The idea behide Alice is not original. It is inspired by Spring JavaConfig. It usually takes 3 steps to use Alice.
Define modules
The dependency graph is defined using modules. An application could have multiple modules, which might be grouped by layers or components. Modules are usually placed in a separate package.
A module defines how to create objects, as well as declares dependencies on objects defined in other module. Take a common microservice as an example. The service client objects are defined in ClientModule, the database accessing objects are defined in RepositoryModule, and there is a BusinessModule which defines business objects. It dependes on objects defined in ClientModule and RepositoryModule, and inject them when creating business objects.
A typical module looks like this:
type ExampleModule struct {
alice.BaseModule
Foo Foo `alice:""`
Bar Bar `alice:"Bar"`
Baz Baz
}
func (m *ExampleModule) InstanceX() X {
return X{m.Foo}
}
func (m *ExampleModule) InstanceY() Y {
return Y{m.Baz}
}A module must have an embedded alice.BaseModule struct. It allows 3 types of fields:
- Field tagged by
alice:"". It will be wired to object with the same or assignable type defined in other modules. - Field tagged by
alice:"Bar". It will be wired to object with the specified namedBardefined in other modules. - Field without
alicetag. It will not be wired to any object defined in other modules. It is expected to be provided when creating the module. It is not managed by the container and could not be retrieved.
It’s possible that no field is defined in a module.
Any public method of the module defines an object to be created and maintained by the container. It is required to use a pointer receiver. The method name is used as the object name. The return type is used as the object type. Inside the method, it creates object either using struct literal or using factory method. The module fields can be injected to the object.
The module is additive to application components, and doesn’t pollute the code at all. By organizing modules in a separate package, it makes it easy to navigate the dependency graph.
Create container
Main function or bootstrapper is the only component knows the container. It initializes modules and creates the container. The container sorts out the dependencies between modules and ensures objects are created in the right order.
m1 := &ExampleModule1{}
m2 := &ExampleModule2{...}
container := alice.CreateContainer(m1, m2)You may notice here we create partial module objects, whose fields are filled in when creating the container. Since the modules are specific to Alice and won’t be reused by other library, this tradeoff is acceptable.
Retrieve instances
There are 2 ways to retrieve objects: by name and by type.
instanceX := container.InstanceByName("InstanceX")instanceY := container.Instance(reflect.TypeOf((Y)(nil)))
Limitations
Like other DI containers, Alice has its limitations.
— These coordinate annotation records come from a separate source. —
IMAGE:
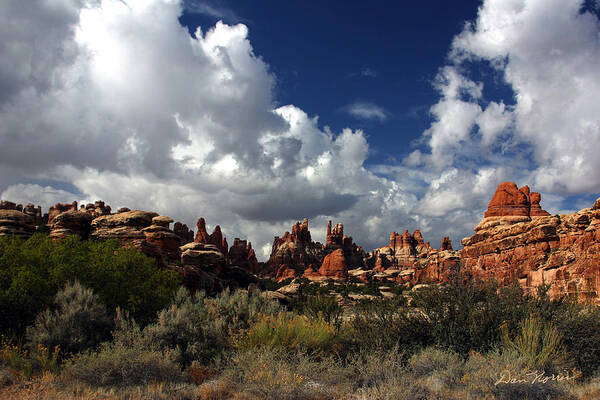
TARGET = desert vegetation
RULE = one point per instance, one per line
(91, 320)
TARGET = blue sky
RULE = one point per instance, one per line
(385, 116)
(330, 55)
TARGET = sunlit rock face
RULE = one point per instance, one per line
(293, 253)
(242, 254)
(517, 240)
(409, 259)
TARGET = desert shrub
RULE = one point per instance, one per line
(200, 328)
(538, 344)
(15, 357)
(386, 325)
(272, 373)
(369, 368)
(437, 364)
(78, 322)
(465, 317)
(323, 307)
(32, 271)
(118, 365)
(579, 327)
(291, 332)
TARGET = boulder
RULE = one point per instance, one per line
(71, 222)
(13, 222)
(561, 250)
(334, 266)
(242, 254)
(59, 208)
(292, 253)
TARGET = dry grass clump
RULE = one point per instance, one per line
(117, 365)
(292, 332)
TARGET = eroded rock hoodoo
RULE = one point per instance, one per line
(517, 240)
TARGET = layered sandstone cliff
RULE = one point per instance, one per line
(293, 253)
(517, 240)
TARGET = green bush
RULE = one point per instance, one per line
(324, 307)
(386, 325)
(465, 317)
(579, 327)
(32, 271)
(78, 322)
(118, 365)
(293, 333)
(276, 373)
(539, 344)
(200, 328)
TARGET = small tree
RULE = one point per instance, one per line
(78, 322)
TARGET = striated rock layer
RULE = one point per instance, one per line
(293, 253)
(535, 249)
- Alice uses method name as the object name. It introduces name conflicts if two modules define methods using the same name, and this could not be captured by compiler.
- The name based wiring is not friendly to refactor. If a module declares dependency using name, once the method name of the dependency is changed, the name should be changed manually. Again, this could not be captured by compiler.
- Objects in Alice are singleton, and there is not way to specify creating a new object for each retrieval. A workaround is to create a factory object and call it to create new objects.